With the Hindus, all human duties have one and the same source, viz, the authority of the Sruti and the Smriti, i.e., the scriptural injunctions of the divine sages and teachers who have known and taught the truth. We reason about Dharma and Adharma only to ascertain what the prescribed duties are, to reconcile apparent contradictions, and to unify the whole into a consistent scheme of life. But we ought not to alter them, and we are bound to observe them in our daily life.

Maharshi Vishwamitra: Rama and Lakshmana

Without the purification of mind, heart and nature, no man can become fitted for the inquiry into, and the practical realisation of, the ultimate philosophical truths of Vedanta.

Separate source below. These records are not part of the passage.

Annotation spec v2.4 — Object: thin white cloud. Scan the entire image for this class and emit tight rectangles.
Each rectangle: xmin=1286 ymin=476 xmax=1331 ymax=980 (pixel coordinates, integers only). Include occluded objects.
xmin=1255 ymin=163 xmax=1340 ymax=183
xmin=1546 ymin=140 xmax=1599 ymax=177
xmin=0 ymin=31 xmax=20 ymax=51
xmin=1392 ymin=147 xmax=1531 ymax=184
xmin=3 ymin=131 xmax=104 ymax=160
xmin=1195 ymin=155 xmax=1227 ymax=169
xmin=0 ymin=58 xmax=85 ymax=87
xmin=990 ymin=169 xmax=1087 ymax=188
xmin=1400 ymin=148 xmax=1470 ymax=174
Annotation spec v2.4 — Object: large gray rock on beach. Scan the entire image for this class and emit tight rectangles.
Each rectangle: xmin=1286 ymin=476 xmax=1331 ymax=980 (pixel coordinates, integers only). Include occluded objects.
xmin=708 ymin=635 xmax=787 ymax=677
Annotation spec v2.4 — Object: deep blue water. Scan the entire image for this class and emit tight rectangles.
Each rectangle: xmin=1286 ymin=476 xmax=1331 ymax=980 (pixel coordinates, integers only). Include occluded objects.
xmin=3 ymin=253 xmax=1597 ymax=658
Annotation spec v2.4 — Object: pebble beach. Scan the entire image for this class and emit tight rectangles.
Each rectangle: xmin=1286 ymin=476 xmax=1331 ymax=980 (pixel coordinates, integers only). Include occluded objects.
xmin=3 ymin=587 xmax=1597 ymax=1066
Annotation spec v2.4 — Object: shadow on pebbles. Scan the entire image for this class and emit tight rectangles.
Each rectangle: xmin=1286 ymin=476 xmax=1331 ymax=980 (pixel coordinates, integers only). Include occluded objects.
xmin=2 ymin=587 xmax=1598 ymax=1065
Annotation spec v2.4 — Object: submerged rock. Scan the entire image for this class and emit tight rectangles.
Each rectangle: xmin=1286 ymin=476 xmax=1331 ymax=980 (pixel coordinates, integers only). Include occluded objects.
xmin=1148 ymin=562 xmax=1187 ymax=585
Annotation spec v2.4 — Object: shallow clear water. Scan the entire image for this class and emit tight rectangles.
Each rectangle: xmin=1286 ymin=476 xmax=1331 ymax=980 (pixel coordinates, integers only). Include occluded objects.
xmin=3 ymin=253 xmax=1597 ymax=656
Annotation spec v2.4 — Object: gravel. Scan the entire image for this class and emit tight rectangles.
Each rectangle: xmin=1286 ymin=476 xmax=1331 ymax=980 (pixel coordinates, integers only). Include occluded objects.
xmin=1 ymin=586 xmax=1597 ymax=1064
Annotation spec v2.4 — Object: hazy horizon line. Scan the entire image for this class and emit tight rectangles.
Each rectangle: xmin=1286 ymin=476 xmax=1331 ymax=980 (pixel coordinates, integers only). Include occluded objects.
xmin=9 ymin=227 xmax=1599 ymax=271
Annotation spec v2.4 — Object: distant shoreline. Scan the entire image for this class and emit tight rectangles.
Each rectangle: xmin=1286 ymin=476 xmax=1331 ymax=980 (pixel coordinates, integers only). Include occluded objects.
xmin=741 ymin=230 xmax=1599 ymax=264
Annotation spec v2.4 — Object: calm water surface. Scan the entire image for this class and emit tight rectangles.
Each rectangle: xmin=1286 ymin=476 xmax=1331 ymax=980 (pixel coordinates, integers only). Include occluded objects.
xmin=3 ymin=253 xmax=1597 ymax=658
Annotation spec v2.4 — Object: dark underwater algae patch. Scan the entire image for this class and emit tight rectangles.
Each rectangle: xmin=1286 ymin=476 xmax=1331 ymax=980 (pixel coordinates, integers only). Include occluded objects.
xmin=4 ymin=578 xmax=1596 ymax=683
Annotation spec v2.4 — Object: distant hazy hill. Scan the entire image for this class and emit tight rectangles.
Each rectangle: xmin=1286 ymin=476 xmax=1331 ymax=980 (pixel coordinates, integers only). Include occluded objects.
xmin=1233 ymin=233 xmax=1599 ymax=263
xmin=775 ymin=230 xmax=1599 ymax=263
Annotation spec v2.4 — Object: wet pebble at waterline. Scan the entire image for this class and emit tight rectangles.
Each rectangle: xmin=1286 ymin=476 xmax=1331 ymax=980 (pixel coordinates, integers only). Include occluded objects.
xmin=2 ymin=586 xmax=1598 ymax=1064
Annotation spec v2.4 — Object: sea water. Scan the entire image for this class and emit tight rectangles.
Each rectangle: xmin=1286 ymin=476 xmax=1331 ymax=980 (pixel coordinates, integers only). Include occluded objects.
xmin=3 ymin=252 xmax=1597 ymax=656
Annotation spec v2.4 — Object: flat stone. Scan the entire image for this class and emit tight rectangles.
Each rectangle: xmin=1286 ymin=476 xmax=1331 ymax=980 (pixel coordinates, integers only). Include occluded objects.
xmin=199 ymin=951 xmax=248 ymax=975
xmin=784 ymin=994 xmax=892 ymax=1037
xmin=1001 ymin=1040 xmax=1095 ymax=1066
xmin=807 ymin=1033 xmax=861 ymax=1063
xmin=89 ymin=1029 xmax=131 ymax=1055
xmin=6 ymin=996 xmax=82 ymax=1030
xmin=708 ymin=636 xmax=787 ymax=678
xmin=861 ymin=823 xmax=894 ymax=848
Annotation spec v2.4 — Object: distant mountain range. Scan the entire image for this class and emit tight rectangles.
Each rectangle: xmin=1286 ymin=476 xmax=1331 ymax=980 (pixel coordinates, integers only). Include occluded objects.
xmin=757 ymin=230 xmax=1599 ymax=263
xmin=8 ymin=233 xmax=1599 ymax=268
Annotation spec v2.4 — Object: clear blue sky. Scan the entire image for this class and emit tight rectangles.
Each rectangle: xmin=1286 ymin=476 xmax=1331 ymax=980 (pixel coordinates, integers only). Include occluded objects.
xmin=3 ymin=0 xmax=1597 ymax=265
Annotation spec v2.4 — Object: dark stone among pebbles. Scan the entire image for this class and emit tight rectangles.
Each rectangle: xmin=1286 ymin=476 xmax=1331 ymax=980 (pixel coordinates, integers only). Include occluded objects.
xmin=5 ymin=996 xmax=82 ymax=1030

That purification can only be obtained by placing one’s self under the discipline of a properly qualified preceptor or Guru, who decides what sort of discipline would best suit his several disciples.

The Vedic Scheme of Social Organisation

The founders of the Vedic religion have laid down a comprehensive scheme of social organization which includes all the distinctive types of human life and thought found in all existing communities. In ancient India that scheme was carried out in its entirety in what is known as the four Varnas and Asramas. We no longer have that social scheme at work now in India, and we must not judge what it was by the ruins of it now existing in India.

We have ample justification for holding that the ancient Aryan social organization had an amount of elasticity and solid unity of which we can now form only a vague idea from the records we have. Under that organization, Gurus or spiritual preceptors admitted disciples from both the “twice born” and other Varnas, which is clear from the several examples mentioned in the sacred literature of the Arya community. Without this arrangement it would have been difficult to preserve the social solidarity which was characteristic of Ancient India.

In the present epoch of renovated energy and hope which has now commenced, and under the democratic ideas which are now dominant among large numbers of educated men, anybody who has eyes can easily see t hat thoughtful Hindus realise that the elastic Hindu social system above mentioned is not inconsistent with true progress. If we have patience and faith, we can truly renovate Hindu Society and secure to us the social unity we require.